Público - 12 Jan 04

A Cultura da Miséria
Por JOSÉ MANUEL FERNANDES

Uma das imagens mais permanentes da minha infância é a das crianças que, à chegada do paquete em viajava até ao Funchal, mergulhavam nas águas oleosas para apanhar as moedas que os turistas lhes atiravam, como quem atira amendoins a um macaco.

E também nunca poderei esquecer o que senti a primeira vez que entrei em Rabo de Peixe, nos Açores, então como repórter.
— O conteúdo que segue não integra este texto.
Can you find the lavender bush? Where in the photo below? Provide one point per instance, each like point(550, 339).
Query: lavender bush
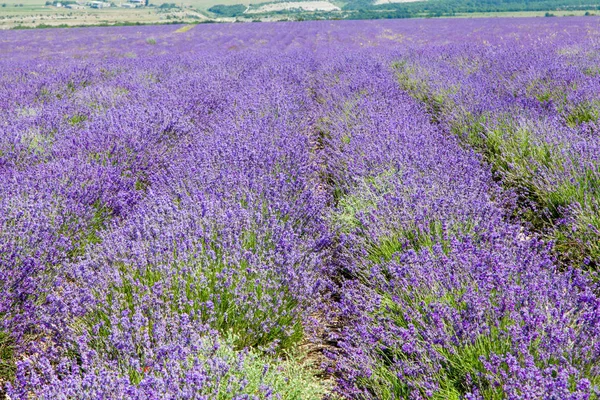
point(369, 210)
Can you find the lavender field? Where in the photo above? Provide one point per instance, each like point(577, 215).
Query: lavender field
point(318, 210)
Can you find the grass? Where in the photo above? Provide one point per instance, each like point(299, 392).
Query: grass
point(521, 159)
point(7, 361)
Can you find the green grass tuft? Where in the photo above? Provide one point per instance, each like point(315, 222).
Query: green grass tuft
point(7, 359)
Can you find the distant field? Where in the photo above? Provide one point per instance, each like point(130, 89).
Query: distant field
point(564, 13)
point(35, 13)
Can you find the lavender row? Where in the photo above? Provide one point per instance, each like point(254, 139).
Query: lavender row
point(529, 103)
point(153, 213)
point(445, 299)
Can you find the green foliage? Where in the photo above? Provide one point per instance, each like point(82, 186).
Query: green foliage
point(582, 113)
point(519, 159)
point(77, 119)
point(7, 361)
point(208, 287)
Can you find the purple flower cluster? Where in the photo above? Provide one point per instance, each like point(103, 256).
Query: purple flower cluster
point(178, 219)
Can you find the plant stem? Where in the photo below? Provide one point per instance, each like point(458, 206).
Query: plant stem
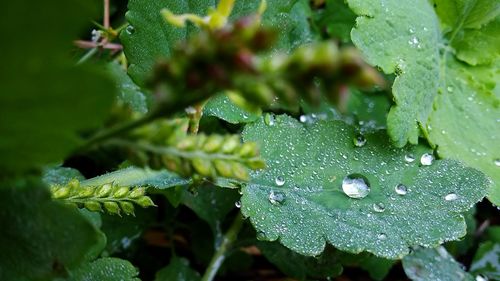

Conhecia os bairros de lata de Lisboa, as "ilhas" do Porto e muitas outras bolsas de pobreza - mas nunca me vira rodeado por bandos de miúdos que ora pediam esmola, ora brincavam sob a "chuva" de um borrifador de desinfectante destinado a matar as nuvens de moscas que enxameavam os becos e praças.

Os anos passaram, mas as reportagens de Ana Cristina Pereira editadas ontem e hoje no PÚBLICO revelam como teimosos enclaves de miséria resistem num local com uma cultura muito idêntica à de Rabo de Peixe: Câmara de Lobos, na Madeira. Uma miséria que já não se limita ao Ilhéu, o rochedo que domina o pequeno porto piscatório e onde antes se acumulava a população, mas alastrou aos novos "bairros sociais", locais para onde os habitantes foram transferidos mas onde, dentro da casa de cada um, tudo continua como dantes. Os relatos da vida em bairros-gueto como o das Malvinas revelam uma vida feita de negligência, maus tratos, alcoolismo, promiscuidade, sujidade, toxicodependências, sobrepopulação, muitos vícios e total ausência de valores e virtudes. Pedir esmola ainda é a forma mais benigna de sobreviver - ou de lançar os filhos "na vida".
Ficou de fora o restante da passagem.